1. Supervision of Residents
a. All patient care must be supervised by qualified faculty. The program director must ensure, direct, and document adequate supervision of residents at all times. Residents must be provided with rapid, reliable systems for communicating with supervising faculty
b. Faculty schedules must be structured to provide residents with continuous supervision and consultation.
c. Faculty and residents must be educated to recognize the signs of fatigue and adopt and apply policies to prevent and counteract the potential negative effects.
2. Duty Hours
a. Duty hours are defined as all clinical and academic activities related to the residency program, ie, patient care (both inpatient and outpatient), administrative duties related to patient care, the provision for transfer of patient care, time spent in-house during call activities, and scheduled academic activities such as conferences. Duty hours do not include reading and preparation time spent away from the duty site.

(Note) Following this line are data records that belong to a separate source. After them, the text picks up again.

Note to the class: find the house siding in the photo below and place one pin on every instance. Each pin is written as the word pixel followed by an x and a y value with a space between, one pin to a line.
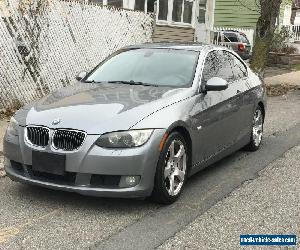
pixel 236 13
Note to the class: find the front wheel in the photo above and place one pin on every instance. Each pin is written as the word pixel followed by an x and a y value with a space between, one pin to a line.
pixel 171 170
pixel 257 130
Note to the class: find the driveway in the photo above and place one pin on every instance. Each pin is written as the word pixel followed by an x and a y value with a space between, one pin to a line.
pixel 37 218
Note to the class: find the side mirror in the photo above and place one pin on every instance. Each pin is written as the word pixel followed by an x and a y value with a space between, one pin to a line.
pixel 81 75
pixel 216 84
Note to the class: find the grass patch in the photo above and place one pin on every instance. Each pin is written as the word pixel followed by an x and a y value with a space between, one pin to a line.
pixel 295 67
pixel 280 89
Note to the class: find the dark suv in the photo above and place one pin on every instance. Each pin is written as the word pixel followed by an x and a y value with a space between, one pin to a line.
pixel 235 40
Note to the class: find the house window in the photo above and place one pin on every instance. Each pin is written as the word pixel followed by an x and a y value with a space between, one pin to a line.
pixel 163 10
pixel 150 5
pixel 116 3
pixel 96 1
pixel 139 5
pixel 202 11
pixel 176 11
pixel 187 13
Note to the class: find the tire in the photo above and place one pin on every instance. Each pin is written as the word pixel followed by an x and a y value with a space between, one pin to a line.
pixel 171 171
pixel 257 130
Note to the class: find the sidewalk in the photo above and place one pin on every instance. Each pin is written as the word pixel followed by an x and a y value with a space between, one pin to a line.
pixel 3 125
pixel 269 204
pixel 292 78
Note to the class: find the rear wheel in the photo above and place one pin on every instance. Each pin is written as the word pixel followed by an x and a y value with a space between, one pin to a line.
pixel 171 170
pixel 257 130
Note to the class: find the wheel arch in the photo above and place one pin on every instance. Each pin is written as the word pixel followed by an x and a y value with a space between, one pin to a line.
pixel 181 128
pixel 261 104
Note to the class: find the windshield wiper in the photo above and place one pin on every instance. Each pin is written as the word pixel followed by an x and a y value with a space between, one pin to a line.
pixel 133 83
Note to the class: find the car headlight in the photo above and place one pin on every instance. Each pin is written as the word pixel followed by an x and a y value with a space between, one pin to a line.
pixel 124 139
pixel 13 127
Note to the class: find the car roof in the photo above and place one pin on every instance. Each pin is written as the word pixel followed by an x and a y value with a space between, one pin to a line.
pixel 173 45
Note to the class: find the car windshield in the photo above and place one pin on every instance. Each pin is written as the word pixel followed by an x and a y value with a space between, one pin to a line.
pixel 158 67
pixel 232 37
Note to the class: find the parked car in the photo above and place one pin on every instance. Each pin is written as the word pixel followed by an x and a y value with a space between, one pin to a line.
pixel 235 40
pixel 139 124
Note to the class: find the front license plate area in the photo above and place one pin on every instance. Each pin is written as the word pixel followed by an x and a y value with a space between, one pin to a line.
pixel 48 162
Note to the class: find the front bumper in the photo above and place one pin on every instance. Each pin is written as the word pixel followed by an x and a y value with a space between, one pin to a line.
pixel 87 164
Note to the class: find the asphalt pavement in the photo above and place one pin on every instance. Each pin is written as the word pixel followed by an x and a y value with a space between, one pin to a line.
pixel 37 218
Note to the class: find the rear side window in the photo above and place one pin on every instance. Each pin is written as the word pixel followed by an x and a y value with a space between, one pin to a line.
pixel 232 37
pixel 218 64
pixel 238 68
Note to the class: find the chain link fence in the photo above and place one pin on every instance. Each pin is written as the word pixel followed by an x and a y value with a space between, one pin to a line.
pixel 45 43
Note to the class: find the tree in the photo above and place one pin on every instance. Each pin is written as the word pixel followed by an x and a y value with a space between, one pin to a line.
pixel 265 28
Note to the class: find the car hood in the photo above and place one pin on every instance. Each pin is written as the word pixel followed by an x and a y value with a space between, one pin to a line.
pixel 100 108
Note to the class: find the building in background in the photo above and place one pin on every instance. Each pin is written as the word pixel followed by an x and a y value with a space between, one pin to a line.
pixel 176 20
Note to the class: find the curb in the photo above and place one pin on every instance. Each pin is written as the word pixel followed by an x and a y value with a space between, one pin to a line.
pixel 2 171
pixel 280 89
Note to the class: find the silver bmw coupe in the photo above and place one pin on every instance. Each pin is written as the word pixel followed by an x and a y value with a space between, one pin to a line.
pixel 139 124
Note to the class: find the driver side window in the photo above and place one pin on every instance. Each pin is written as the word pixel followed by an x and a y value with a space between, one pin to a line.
pixel 217 64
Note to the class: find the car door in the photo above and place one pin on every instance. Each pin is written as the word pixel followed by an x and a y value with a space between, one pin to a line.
pixel 242 88
pixel 216 114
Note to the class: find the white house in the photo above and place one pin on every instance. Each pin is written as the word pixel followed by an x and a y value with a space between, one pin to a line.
pixel 176 20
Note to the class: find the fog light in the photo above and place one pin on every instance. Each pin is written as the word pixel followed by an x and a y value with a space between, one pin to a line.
pixel 129 181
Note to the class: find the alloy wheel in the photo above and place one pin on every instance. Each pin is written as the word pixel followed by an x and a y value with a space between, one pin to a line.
pixel 175 167
pixel 257 130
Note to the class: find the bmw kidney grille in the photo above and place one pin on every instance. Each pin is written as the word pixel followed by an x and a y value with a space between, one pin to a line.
pixel 62 139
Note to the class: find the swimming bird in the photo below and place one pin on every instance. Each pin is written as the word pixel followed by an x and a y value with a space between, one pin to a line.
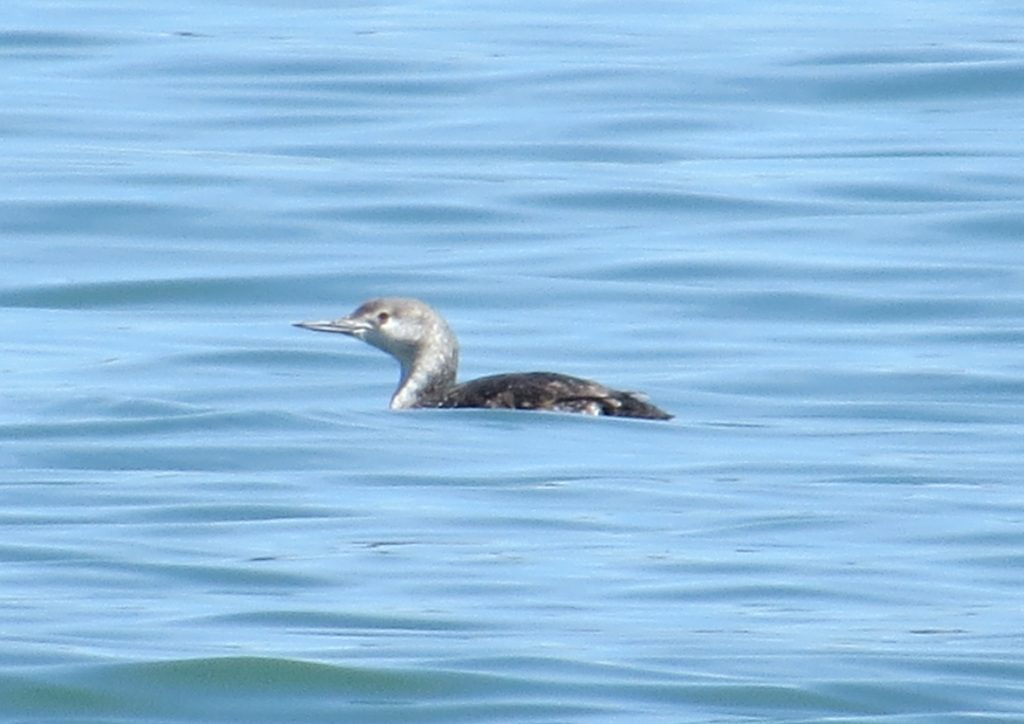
pixel 427 349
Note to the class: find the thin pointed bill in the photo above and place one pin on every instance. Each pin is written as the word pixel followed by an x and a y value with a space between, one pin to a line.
pixel 342 326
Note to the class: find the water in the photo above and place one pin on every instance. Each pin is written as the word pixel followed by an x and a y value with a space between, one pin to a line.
pixel 796 226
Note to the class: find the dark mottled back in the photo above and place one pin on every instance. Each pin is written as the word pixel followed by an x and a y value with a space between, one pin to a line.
pixel 548 390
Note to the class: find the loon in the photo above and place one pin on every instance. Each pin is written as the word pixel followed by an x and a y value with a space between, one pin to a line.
pixel 421 340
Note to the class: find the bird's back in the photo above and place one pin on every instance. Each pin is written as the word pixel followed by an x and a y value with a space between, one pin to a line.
pixel 548 390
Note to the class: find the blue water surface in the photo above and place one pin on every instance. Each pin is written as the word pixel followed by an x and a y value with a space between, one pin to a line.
pixel 797 226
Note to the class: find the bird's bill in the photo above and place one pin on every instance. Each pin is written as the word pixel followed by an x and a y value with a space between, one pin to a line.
pixel 342 326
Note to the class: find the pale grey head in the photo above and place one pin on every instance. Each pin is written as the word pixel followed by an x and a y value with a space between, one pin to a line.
pixel 414 334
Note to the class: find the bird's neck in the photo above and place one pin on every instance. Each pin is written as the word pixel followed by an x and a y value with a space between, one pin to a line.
pixel 427 373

b. Duty hours must be limited to 80 hours per week, averaged over a four-week period, inclusive of all in-house call activities.
c. Residents must be provided with 1 day in 7 free from all educational and clinical responsibilities, averaged over a 4-week period, inclusive of call. One day is defined as one continuous 24-hour period free from all clinical, educational, and administrative activities.
d. Adequate time for rest and personal activities must be provided. This should consist of a 10 hour time period provided between all daily duty periods and after in-house call.